I am using python with ROOT version 6.14.08 (6.14.08-x86_64-centos7-gcc8-opt)
I define my data frame:
origDF = R.RDataFrame(tree)
/tdfnraw = origDF.Count().GetValue()
and then define a series of columns based on the different variables I need with various cuts
def ApplyDefines( df, names, expressions, weights ):
for i in range(0, len(names)):
if names[i] not in df.GetColumnNames():
# print names[i]
df = df.Define( names[i], expressions[i] ).Define( “histweight”+str(i), weights[i] )
else:
df = df.Define( “histweight”+str(i), weights[i] )
return df
TDF = ApplyDefines( origDF, varnames, plotvars, weights )

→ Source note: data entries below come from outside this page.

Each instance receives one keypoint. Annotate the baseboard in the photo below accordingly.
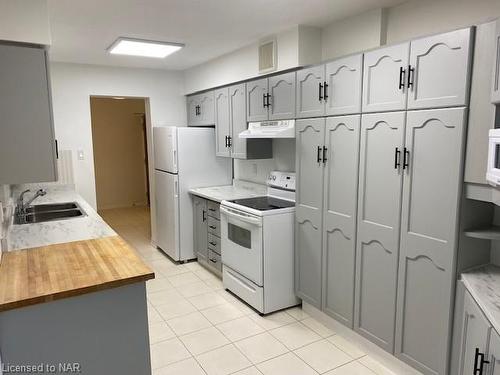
(386, 359)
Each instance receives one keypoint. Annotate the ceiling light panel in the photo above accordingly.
(144, 48)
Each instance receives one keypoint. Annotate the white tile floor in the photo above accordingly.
(197, 328)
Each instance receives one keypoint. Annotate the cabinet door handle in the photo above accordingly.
(397, 158)
(406, 158)
(411, 76)
(402, 73)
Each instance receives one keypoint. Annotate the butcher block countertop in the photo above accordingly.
(48, 273)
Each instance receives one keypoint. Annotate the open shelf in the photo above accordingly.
(486, 233)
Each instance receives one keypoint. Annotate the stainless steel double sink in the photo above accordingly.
(49, 212)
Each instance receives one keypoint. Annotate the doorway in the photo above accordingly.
(119, 137)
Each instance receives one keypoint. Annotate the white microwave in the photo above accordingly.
(493, 170)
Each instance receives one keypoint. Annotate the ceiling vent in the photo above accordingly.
(267, 55)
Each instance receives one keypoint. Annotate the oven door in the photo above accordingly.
(241, 243)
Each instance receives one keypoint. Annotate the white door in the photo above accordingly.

I then loop through a list of desired histograms, each with different cuts applied and filter TDF:
filtered[cut] = TDF.Filter(cut)
before filling histograms using lines like : filt.Histo1D( histogram definitions, variable, weight)
Since my input chain is rather large, this process was quite slow. As a result, I tried to use ROOT.ROOT.EnableImplicitMT(2) before my dataframe definition. After applying this, the time taken doubled! It seems to take longer the more threads I request.
Do you know what could be causing this?